Incomplete original descriptions, the unavailability or poor conditions of specimens and the lack of detailed redescriptions have caused the validity of several species of the genus Encotyllabe Diesing, 1850 to be questioned. To date, seven of the recognized species were described upon one or two specimens, hindering study of intraspecific variations. This was made worse by considering few morphoanatomical differences sufficient to erect new species. Among Encotyllabe spp. occurring in Mediterranean waters, E. vallei was first described from the gilt-head bream Sparus aurata (Sparidae) off Italy. Although beautifully illustrated for a paper from that century, morphometric data for E. vallei from the type-host S. aurata remain unavailable. Previous records of E. vallei provided either morphometrical or molecular data, and its validity was questioned. We provide a redescription of E. vallei based on newly collected specimens from the S. aurata from the southwestern Mediterranean (off Algeria) using integrative taxonomy. Analysis of cox1 sequences of E. vallei from S. aurata, compared to sequences from other sparid hosts, mainly Pagellus bogaraveo, revealed a divergence not exceeding 2%, suggesting a stenoxenic specificity for this monogenean.
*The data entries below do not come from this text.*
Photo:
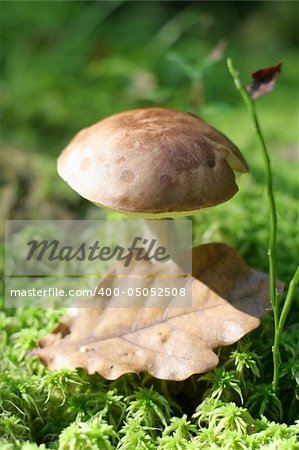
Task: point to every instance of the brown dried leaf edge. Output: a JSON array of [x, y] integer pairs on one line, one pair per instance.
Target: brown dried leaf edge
[[228, 298]]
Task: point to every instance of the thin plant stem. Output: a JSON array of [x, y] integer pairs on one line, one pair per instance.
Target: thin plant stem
[[279, 320]]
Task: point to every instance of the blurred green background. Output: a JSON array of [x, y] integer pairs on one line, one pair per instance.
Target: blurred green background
[[67, 64]]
Given that P. bogaraveo is the type-host for Encotyllabe pagelli, we were tempted to suggest a synonymy between E. vallei and E. pagelli. We refrained from doing so because E. pagelli was first described from the Atlantic coast off Brest, France. Morphological data for Encotyllabe from P. bogaraveo are warranted assessing the host specificity of E. vallei and whether there might be a species complex within individual sparid fish species.